Man Undergoes Plastic Surgery to Look Like Superman

October 12th, 2011
Man Undergoes Plastic Surgery to Look Like Superman

A Phillippino man recently underwent cosmetic surgery to make him look like his hero – the cartoon character, Superman.

Herbert Chavez is so obsessed with the fictional super hero that he was prepared to have a series of painful operations to make his body and face look like that of the Man of Steel.

However, is using plastic surgery this way the right thing to do?

Cosmetic or plastic surgery is generally used to improve an individual’s features, normally as a consequence of a medical procedure or to remove unsightly blemishes and skin problems. Having plastic surgery purely for ‘fun’ is arguably wrong.

Herbert Chavez, who is 35, has been collecting Superman memorabilia for 21 years, but felt he needed to go that one step further. Speaking with TV reporters in the Philippines he said that he had had a number of operations over some years to enhance his ‘Superman’ looks. These operations include chin augmentation, rhinoplasty, silicone injections and thigh implants to give him a more muscular appearance.

It seems Chavez is not the only person to have undergone serious cosmetic surgery to make them look more like their celebrity heroes. For instance, a former Playboy bunny girl, Sarah Burge is reported to have spent over $500,000 on cosmetic surgery to transform herself into a real-life Barbie doll.

While a British woman spent about $360,000 to look like the ancient Egyptian Pharaoh’s wife – Queen Nefertiti.

While psychiatrists and cosmetic surgeons both agree that obsessions such as this are not necessarily psychologically harmful, having so many operations is risky in other ways.

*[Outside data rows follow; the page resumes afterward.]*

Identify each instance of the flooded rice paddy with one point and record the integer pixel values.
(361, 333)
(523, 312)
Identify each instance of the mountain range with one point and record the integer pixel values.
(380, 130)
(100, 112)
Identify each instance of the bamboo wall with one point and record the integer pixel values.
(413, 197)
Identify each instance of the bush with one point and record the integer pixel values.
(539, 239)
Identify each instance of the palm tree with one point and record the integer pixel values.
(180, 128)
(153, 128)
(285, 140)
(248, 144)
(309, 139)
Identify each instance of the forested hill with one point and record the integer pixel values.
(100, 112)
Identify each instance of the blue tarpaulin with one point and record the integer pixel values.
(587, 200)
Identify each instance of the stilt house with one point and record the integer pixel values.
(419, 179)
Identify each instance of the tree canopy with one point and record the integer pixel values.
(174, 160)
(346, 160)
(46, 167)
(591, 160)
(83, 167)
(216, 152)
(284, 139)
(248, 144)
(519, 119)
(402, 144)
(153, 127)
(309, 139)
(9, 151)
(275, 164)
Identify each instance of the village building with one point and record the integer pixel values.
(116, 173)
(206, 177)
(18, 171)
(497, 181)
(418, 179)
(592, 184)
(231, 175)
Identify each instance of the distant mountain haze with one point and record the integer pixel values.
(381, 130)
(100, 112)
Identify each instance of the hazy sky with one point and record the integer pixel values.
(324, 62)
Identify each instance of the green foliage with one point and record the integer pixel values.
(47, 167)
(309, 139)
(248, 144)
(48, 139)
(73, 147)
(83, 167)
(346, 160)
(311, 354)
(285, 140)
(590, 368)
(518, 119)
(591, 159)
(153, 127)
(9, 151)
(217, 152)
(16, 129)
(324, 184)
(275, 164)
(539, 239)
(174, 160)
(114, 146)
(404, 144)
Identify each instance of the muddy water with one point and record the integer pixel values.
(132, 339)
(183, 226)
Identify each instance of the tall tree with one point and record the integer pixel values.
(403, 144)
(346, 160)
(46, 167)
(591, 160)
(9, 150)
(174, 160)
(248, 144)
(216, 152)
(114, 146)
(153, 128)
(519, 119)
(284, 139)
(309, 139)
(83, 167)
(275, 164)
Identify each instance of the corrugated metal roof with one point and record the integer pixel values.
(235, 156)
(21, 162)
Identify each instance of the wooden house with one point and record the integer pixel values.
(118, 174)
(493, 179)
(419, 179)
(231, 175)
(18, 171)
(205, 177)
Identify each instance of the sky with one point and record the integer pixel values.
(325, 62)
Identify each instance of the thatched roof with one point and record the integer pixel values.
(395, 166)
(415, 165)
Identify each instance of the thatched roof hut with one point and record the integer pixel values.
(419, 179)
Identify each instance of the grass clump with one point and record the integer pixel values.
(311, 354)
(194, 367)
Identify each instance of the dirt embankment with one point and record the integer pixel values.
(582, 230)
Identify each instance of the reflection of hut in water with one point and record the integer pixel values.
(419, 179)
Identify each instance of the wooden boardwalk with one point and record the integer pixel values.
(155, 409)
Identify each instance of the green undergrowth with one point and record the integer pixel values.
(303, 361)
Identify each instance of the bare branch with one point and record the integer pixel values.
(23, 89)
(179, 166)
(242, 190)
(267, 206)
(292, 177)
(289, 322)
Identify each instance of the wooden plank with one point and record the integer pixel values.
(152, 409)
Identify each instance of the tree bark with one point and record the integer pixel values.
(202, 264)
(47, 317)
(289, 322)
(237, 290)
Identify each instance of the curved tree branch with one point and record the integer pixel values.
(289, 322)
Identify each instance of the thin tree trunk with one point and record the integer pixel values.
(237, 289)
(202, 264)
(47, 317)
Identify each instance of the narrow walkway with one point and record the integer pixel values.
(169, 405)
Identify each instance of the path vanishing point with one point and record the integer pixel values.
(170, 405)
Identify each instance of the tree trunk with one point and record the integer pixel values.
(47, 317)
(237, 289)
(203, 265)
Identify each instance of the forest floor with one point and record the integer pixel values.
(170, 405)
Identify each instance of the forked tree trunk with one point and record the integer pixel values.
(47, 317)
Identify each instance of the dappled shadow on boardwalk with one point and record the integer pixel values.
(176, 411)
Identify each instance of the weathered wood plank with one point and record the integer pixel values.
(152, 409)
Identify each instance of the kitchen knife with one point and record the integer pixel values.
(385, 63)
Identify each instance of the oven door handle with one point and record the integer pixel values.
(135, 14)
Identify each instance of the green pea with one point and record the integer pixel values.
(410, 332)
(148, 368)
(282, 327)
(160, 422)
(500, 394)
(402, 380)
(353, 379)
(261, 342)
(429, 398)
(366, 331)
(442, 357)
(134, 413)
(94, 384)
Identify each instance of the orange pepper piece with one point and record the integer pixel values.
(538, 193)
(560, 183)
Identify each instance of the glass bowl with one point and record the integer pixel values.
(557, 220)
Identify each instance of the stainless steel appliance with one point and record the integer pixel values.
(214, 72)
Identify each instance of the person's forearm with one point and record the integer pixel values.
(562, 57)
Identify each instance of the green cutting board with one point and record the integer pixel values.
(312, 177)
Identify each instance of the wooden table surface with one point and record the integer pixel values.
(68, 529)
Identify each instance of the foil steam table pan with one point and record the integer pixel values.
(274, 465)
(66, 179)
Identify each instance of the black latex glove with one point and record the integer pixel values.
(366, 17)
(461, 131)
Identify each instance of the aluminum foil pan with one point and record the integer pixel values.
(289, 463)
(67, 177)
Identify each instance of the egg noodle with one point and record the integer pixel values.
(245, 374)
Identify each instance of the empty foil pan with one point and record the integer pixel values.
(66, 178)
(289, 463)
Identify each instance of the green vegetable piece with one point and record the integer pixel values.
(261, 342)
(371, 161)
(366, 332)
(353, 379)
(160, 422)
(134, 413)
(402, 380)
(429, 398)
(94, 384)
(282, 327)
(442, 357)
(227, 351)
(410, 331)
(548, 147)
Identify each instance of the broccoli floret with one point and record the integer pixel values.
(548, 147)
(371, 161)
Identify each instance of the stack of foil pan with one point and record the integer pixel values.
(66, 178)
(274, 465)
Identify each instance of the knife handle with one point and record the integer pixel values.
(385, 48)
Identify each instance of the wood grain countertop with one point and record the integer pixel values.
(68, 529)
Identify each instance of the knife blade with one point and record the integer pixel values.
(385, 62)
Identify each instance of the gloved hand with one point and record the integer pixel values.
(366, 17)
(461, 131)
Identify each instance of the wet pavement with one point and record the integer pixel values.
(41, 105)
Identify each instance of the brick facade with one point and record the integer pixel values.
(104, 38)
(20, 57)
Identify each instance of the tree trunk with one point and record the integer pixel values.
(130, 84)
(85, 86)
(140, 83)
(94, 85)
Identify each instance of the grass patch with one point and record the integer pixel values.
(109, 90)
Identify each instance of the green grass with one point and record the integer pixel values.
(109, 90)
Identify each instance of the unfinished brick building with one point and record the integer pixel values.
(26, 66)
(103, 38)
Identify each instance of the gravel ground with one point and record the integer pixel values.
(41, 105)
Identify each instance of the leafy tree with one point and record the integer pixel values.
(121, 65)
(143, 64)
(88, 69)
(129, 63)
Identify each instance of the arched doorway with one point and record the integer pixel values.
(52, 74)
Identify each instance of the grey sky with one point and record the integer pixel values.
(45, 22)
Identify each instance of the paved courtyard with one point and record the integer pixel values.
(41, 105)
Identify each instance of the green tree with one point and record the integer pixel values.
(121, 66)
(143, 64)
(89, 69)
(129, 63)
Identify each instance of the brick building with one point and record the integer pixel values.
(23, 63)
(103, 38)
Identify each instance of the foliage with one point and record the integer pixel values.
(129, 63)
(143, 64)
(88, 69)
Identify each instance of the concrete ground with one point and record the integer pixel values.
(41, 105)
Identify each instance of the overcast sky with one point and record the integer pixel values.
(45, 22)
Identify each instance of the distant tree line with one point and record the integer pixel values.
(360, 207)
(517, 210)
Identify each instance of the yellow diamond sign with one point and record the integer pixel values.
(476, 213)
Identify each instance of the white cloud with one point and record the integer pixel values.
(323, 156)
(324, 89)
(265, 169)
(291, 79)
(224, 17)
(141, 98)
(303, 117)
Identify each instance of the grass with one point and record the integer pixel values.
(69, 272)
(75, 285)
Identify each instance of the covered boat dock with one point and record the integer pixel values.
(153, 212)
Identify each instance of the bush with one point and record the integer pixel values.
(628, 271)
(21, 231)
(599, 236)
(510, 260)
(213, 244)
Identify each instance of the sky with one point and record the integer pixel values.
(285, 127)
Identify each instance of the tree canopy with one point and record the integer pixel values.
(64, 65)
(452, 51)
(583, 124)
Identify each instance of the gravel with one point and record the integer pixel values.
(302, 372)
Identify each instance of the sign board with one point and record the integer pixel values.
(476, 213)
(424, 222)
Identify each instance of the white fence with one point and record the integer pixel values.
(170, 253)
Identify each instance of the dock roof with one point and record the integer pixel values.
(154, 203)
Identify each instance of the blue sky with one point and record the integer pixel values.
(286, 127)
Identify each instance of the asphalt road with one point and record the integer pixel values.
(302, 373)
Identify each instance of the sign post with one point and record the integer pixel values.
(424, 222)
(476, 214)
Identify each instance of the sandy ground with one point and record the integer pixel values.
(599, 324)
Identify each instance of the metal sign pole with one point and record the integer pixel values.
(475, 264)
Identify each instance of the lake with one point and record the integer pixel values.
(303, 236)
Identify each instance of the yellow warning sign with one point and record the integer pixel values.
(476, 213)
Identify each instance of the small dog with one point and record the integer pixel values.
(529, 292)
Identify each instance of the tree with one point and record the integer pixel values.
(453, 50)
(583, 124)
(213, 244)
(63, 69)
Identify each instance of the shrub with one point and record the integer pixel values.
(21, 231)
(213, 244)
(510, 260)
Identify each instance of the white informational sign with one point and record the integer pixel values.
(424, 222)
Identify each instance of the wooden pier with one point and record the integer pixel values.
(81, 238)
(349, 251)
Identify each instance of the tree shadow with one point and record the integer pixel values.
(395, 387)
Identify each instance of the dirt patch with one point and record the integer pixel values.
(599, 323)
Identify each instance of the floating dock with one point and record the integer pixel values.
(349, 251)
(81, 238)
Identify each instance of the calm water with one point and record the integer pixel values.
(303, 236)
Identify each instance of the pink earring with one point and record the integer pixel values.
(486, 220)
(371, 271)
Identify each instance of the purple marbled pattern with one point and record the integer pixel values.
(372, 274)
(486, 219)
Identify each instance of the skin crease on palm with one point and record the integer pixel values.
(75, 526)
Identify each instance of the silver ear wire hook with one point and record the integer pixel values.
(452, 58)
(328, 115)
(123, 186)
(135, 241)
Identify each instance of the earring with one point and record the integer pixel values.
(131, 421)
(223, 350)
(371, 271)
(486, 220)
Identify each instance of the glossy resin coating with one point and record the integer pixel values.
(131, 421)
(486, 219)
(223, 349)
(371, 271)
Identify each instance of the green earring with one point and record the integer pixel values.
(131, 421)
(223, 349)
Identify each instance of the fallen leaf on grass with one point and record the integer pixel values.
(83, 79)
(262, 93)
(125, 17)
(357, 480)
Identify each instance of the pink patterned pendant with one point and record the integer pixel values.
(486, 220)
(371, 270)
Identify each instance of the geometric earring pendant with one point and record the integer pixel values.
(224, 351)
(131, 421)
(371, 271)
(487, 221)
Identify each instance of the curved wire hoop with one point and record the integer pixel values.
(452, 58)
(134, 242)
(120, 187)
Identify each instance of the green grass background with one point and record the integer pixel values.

There is a condition, however, which affects many people, which drives them to extensive plastic surgery, called body dysmorphic disorder, (DBB).

This particular psychological disorder usually begins with a person obsessing over a small defect. Eventually there is an overwhelming desire to do something about it, with plastic surgery being the only solution. However, once they have the work carried out, the patient usually finds something else to become obsessed with and so the dangerous cycle continues.

Speaking about this with reporters, one US plastic surgeon, Dr. Anthony Youn, said: “As a board-certified plastic surgeon, I almost never turn down a patient for reconstructive surgery.”

Psychiatrists and plastic surgeons agree that the risk of surgery simply outweighs the benefits.

“But when it comes to cosmetic surgery I feel obligated to be more selective. In general, cosmetic surgery patients display a higher degree of psychological problems than reconstruction patients.”

“To someone with BDD, a small bump on the nose looks like Carrot Top’s head.”

“Sometimes these patients undergo repeated plastic surgeries to correct imaginary defects. Defects that don’t exist. The result can be a vicious downward spiral making the affected individual look more and more, well, plastic.”

To those who want to look like their celebrity heroes, however, the high price is worth it. But once done, it cannot be reversed.